The explosion was not cinematic. It was ugly, concussive, and immediate. Heat punched the air out of the room. Cabinets blew open. Smoke swallowed the kitchen. The attackers closest to the island screamed and fell back.
Matteo grabbed Elena and pulled her through the laundry room door as fire crawled across the ceiling.
Outside, Vince met them by the garage, one sleeve soaked red.
“We have two minutes before more come,” he said.
Matteo looked at the burning house, then at Elena. Soot streaked her face. Her green dress was torn. Her hair had come loose. She looked alive in a way no ballroom could have made her.
“You blew up my house,” he said.
“You needed better decorating.”
Vince groaned. “Flirt later. Run now.”
They fled in a stolen pickup from a neighboring property, switching vehicles twice before crossing into New Jersey. By the time they reached the quiet suburb of Cedar Grove, the sky had turned the pale gray of exhausted morning.
The house on Hawthorne Street was modest, brick, and old, with a statue of the Virgin Mary in the garden and rosemary growing in cracked clay pots.
“Whose house is this?” Elena asked.
Matteo shut off the engine. “Dominic’s mother.”
Elena stared at him. “You’re hiding from Dominic at his mother’s house?”
“It’s the last sacred place he has left.”
“That’s insane.”
“It’s old law.”
“Old law didn’t stop him from shooting you.”
“No,” Matteo said. “But it may stop him from shooting through his mother to finish the job.”
The door opened before they reached the porch.
Antonia Caruso stood in a robe and slippers, holding a shotgun with the calm competence of a woman who had buried enough men to fear none of them.
She was seventy-three, small, silver-haired, and terrifying.
Her eyes moved from Matteo’s bloodstained shirt to Vince’s wounded arm to Elena’s soot-covered face.
Then she lowered the shotgun.
“Matteo,” she said. “You look like hell.”
“Good morning, Zia.”
“It is not good, and it is barely morning.”
“Dominic tried to kill me.”
Antonia’s mouth tightened. “Again?”
Elena’s head turned.
Matteo exhaled. “You knew.”
“I knew my son had rot in him. I prayed it would not reach the bone.” Antonia stepped aside. “Come in before the neighbors see my shame bleeding on the porch.”
Inside, the kitchen smelled of basil, lemon cleaner, and old grief.
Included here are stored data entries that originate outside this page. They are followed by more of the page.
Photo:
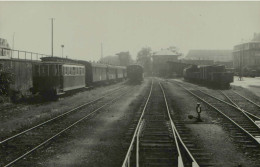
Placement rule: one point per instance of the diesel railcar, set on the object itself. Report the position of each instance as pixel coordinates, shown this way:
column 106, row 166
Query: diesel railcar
column 56, row 75
column 52, row 78
column 213, row 75
column 135, row 73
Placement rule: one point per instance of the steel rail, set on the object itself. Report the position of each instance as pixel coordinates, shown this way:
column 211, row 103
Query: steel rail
column 177, row 135
column 58, row 116
column 246, row 98
column 65, row 129
column 126, row 161
column 248, row 113
column 231, row 120
column 234, row 106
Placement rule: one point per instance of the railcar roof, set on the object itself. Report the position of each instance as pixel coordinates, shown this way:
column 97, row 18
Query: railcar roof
column 98, row 65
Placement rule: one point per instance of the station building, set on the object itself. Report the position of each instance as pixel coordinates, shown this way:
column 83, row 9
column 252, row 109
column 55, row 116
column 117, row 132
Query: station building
column 247, row 55
column 160, row 59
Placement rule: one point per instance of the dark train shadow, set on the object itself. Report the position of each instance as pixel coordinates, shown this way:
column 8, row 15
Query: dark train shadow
column 209, row 86
column 133, row 83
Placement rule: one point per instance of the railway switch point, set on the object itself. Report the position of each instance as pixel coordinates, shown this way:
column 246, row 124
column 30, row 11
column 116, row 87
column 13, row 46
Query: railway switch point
column 198, row 110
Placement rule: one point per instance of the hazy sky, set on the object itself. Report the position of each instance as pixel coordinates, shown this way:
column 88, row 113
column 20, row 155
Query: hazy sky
column 127, row 26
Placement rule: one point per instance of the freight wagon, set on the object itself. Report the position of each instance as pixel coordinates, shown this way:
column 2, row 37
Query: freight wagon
column 215, row 75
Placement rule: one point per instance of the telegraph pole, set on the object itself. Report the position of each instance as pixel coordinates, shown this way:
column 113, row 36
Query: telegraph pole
column 101, row 50
column 101, row 60
column 62, row 46
column 13, row 40
column 52, row 37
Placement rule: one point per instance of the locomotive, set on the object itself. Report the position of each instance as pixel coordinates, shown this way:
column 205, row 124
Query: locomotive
column 135, row 73
column 54, row 75
column 211, row 75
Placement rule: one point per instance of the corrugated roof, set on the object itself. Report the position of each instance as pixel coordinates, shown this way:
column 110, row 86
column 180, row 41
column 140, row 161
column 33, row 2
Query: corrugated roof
column 210, row 54
column 195, row 53
column 164, row 52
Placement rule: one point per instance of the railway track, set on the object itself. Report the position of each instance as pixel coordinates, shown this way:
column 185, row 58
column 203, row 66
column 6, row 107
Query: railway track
column 17, row 147
column 250, row 108
column 160, row 140
column 242, row 128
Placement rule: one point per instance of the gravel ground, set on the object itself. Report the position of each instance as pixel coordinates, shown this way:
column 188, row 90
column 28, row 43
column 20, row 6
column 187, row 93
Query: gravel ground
column 210, row 133
column 95, row 142
column 14, row 120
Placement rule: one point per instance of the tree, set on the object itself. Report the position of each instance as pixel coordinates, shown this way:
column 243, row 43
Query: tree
column 120, row 59
column 113, row 60
column 144, row 58
column 124, row 58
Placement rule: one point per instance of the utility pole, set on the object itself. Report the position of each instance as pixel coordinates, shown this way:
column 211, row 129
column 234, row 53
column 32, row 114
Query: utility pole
column 101, row 50
column 52, row 37
column 62, row 46
column 13, row 40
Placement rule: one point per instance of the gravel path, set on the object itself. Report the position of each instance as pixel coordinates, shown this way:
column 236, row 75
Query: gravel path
column 210, row 133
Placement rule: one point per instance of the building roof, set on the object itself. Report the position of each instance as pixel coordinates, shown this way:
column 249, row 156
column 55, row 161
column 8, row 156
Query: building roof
column 166, row 52
column 216, row 55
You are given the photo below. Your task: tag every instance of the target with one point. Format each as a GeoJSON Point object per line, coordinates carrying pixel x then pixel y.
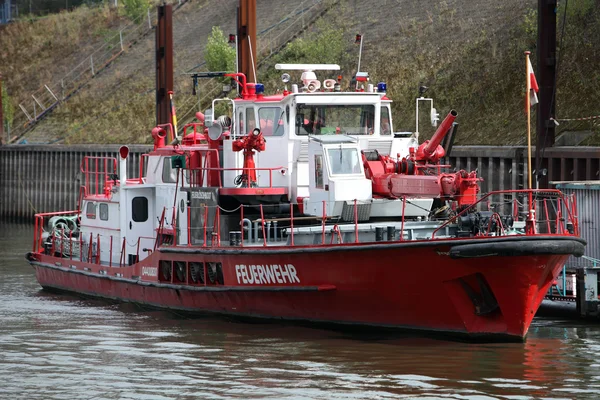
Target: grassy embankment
{"type": "Point", "coordinates": [482, 77]}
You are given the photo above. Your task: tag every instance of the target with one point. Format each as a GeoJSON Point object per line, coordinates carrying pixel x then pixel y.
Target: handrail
{"type": "Point", "coordinates": [220, 169]}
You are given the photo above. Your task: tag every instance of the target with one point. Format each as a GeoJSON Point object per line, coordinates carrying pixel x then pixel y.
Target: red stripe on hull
{"type": "Point", "coordinates": [419, 288]}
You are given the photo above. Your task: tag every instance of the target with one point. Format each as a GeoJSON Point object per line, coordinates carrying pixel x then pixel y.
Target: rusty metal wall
{"type": "Point", "coordinates": [506, 167]}
{"type": "Point", "coordinates": [587, 195]}
{"type": "Point", "coordinates": [47, 178]}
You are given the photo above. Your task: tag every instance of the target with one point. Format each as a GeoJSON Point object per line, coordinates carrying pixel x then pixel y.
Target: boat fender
{"type": "Point", "coordinates": [575, 247]}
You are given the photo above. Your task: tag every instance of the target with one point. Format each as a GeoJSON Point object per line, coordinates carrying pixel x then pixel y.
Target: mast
{"type": "Point", "coordinates": [164, 64]}
{"type": "Point", "coordinates": [546, 60]}
{"type": "Point", "coordinates": [247, 38]}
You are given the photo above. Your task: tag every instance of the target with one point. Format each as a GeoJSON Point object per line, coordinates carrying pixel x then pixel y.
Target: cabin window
{"type": "Point", "coordinates": [344, 161]}
{"type": "Point", "coordinates": [319, 171]}
{"type": "Point", "coordinates": [250, 120]}
{"type": "Point", "coordinates": [334, 119]}
{"type": "Point", "coordinates": [271, 121]}
{"type": "Point", "coordinates": [170, 174]}
{"type": "Point", "coordinates": [90, 210]}
{"type": "Point", "coordinates": [139, 209]}
{"type": "Point", "coordinates": [103, 208]}
{"type": "Point", "coordinates": [241, 123]}
{"type": "Point", "coordinates": [386, 123]}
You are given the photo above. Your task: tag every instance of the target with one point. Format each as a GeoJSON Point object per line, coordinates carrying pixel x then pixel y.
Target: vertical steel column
{"type": "Point", "coordinates": [1, 115]}
{"type": "Point", "coordinates": [164, 63]}
{"type": "Point", "coordinates": [546, 60]}
{"type": "Point", "coordinates": [247, 38]}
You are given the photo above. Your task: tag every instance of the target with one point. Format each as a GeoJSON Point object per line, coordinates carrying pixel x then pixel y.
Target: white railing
{"type": "Point", "coordinates": [50, 95]}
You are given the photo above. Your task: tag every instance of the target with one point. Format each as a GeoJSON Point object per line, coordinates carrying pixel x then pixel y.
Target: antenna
{"type": "Point", "coordinates": [359, 39]}
{"type": "Point", "coordinates": [252, 59]}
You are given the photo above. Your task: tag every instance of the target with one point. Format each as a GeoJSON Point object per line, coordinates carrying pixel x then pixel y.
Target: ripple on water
{"type": "Point", "coordinates": [61, 347]}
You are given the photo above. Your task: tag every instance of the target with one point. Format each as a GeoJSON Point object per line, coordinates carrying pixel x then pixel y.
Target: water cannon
{"type": "Point", "coordinates": [430, 150]}
{"type": "Point", "coordinates": [309, 78]}
{"type": "Point", "coordinates": [435, 117]}
{"type": "Point", "coordinates": [249, 144]}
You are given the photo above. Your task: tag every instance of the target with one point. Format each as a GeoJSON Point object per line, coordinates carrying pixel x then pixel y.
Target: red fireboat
{"type": "Point", "coordinates": [306, 206]}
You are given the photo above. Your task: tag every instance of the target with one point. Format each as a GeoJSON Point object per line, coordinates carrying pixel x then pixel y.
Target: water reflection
{"type": "Point", "coordinates": [62, 347]}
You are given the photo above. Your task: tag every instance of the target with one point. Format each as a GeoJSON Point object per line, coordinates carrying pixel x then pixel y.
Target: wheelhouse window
{"type": "Point", "coordinates": [319, 171]}
{"type": "Point", "coordinates": [90, 210]}
{"type": "Point", "coordinates": [271, 121]}
{"type": "Point", "coordinates": [139, 209]}
{"type": "Point", "coordinates": [344, 161]}
{"type": "Point", "coordinates": [103, 211]}
{"type": "Point", "coordinates": [386, 124]}
{"type": "Point", "coordinates": [334, 119]}
{"type": "Point", "coordinates": [250, 121]}
{"type": "Point", "coordinates": [169, 174]}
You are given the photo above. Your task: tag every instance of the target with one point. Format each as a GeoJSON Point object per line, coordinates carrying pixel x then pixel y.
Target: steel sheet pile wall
{"type": "Point", "coordinates": [506, 167]}
{"type": "Point", "coordinates": [47, 178]}
{"type": "Point", "coordinates": [588, 209]}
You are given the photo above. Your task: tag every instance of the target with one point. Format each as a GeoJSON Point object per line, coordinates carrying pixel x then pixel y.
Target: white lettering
{"type": "Point", "coordinates": [284, 274]}
{"type": "Point", "coordinates": [149, 271]}
{"type": "Point", "coordinates": [261, 274]}
{"type": "Point", "coordinates": [238, 274]}
{"type": "Point", "coordinates": [277, 273]}
{"type": "Point", "coordinates": [244, 275]}
{"type": "Point", "coordinates": [255, 274]}
{"type": "Point", "coordinates": [269, 274]}
{"type": "Point", "coordinates": [202, 195]}
{"type": "Point", "coordinates": [250, 276]}
{"type": "Point", "coordinates": [293, 276]}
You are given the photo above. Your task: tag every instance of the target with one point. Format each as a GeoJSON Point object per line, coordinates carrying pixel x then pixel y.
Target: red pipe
{"type": "Point", "coordinates": [428, 151]}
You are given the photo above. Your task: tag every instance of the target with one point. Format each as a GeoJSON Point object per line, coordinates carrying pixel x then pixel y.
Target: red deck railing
{"type": "Point", "coordinates": [545, 212]}
{"type": "Point", "coordinates": [99, 173]}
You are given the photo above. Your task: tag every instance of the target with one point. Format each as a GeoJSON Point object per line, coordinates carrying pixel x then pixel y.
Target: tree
{"type": "Point", "coordinates": [219, 55]}
{"type": "Point", "coordinates": [136, 8]}
{"type": "Point", "coordinates": [7, 109]}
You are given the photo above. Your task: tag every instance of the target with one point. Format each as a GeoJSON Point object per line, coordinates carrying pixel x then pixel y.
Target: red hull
{"type": "Point", "coordinates": [419, 285]}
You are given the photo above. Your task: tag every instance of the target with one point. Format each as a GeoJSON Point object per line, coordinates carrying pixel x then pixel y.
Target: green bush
{"type": "Point", "coordinates": [8, 111]}
{"type": "Point", "coordinates": [219, 54]}
{"type": "Point", "coordinates": [136, 8]}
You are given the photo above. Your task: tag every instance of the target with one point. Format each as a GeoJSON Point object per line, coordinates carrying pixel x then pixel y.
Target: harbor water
{"type": "Point", "coordinates": [58, 346]}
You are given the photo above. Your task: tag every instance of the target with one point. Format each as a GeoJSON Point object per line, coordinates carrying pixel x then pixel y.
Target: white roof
{"type": "Point", "coordinates": [308, 67]}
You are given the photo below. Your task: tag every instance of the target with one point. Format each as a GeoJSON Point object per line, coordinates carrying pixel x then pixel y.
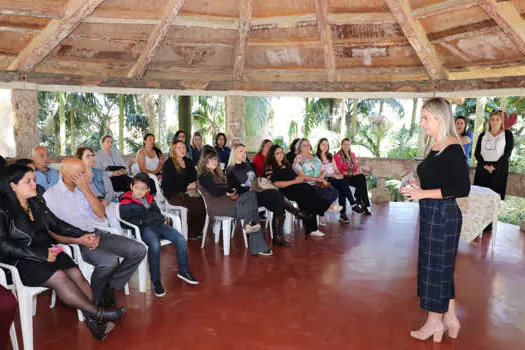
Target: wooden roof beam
{"type": "Point", "coordinates": [508, 18]}
{"type": "Point", "coordinates": [325, 30]}
{"type": "Point", "coordinates": [417, 37]}
{"type": "Point", "coordinates": [56, 31]}
{"type": "Point", "coordinates": [240, 48]}
{"type": "Point", "coordinates": [156, 37]}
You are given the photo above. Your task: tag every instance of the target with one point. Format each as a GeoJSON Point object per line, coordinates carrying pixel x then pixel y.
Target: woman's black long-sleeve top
{"type": "Point", "coordinates": [447, 171]}
{"type": "Point", "coordinates": [174, 182]}
{"type": "Point", "coordinates": [17, 233]}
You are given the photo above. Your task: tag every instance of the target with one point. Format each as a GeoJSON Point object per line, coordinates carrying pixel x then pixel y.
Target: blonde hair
{"type": "Point", "coordinates": [441, 109]}
{"type": "Point", "coordinates": [232, 160]}
{"type": "Point", "coordinates": [500, 115]}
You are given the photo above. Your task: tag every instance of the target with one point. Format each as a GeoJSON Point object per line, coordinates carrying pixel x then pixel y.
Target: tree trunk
{"type": "Point", "coordinates": [62, 122]}
{"type": "Point", "coordinates": [481, 102]}
{"type": "Point", "coordinates": [414, 114]}
{"type": "Point", "coordinates": [121, 123]}
{"type": "Point", "coordinates": [185, 115]}
{"type": "Point", "coordinates": [72, 144]}
{"type": "Point", "coordinates": [25, 108]}
{"type": "Point", "coordinates": [235, 114]}
{"type": "Point", "coordinates": [163, 99]}
{"type": "Point", "coordinates": [353, 122]}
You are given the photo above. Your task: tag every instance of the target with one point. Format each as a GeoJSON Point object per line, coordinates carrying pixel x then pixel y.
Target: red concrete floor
{"type": "Point", "coordinates": [354, 289]}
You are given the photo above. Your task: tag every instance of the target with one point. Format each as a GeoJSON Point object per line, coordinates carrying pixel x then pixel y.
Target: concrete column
{"type": "Point", "coordinates": [235, 117]}
{"type": "Point", "coordinates": [7, 117]}
{"type": "Point", "coordinates": [25, 108]}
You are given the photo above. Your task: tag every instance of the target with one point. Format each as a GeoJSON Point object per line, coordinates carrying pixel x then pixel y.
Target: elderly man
{"type": "Point", "coordinates": [72, 200]}
{"type": "Point", "coordinates": [45, 176]}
Antonia made coffee as if wounded fugitives arrived before sunrise every week.
When she placed a cup in front of Elena, her hand paused.
“You,” Antonia whispered. “Ricci.”
Elena stiffened. “You knew my father?”
Antonia sat slowly.
“Sal Ricci came to this kitchen two weeks before he vanished. He asked me to keep something safe if anything happened to him.”
Matteo leaned forward. “The ledger.”
Elena’s face went still.
Antonia nodded. “A black book. Names, dates, payments. Enough poison to kill half this city.”
“Where is it?” Matteo asked.
“In the cellar. Behind the wine shelves.”
Vince cursed softly.
Antonia looked toward the front window. “Dominic called me an hour ago. He asked about it. I lied, badly. He knows.”
As if summoned by her words, three black SUVs rolled slowly to the curb.
Elena stood.
Matteo reached for Vince’s pistol on the table, but Antonia slapped his hand.
“No guns in my kitchen unless I say.”
“Zia—”
“No.” She took the pistol herself and set it beside the coffee pot. “My son comes into my house, he looks at my face when he damns himself.”
The front door opened without a knock.
Dominic entered first, dressed in a black overcoat, rain shining on his shoulders. He looked less polished than he had in the ballroom. His eyes were bloodshot. His smile was too wide. Behind him came four armed men.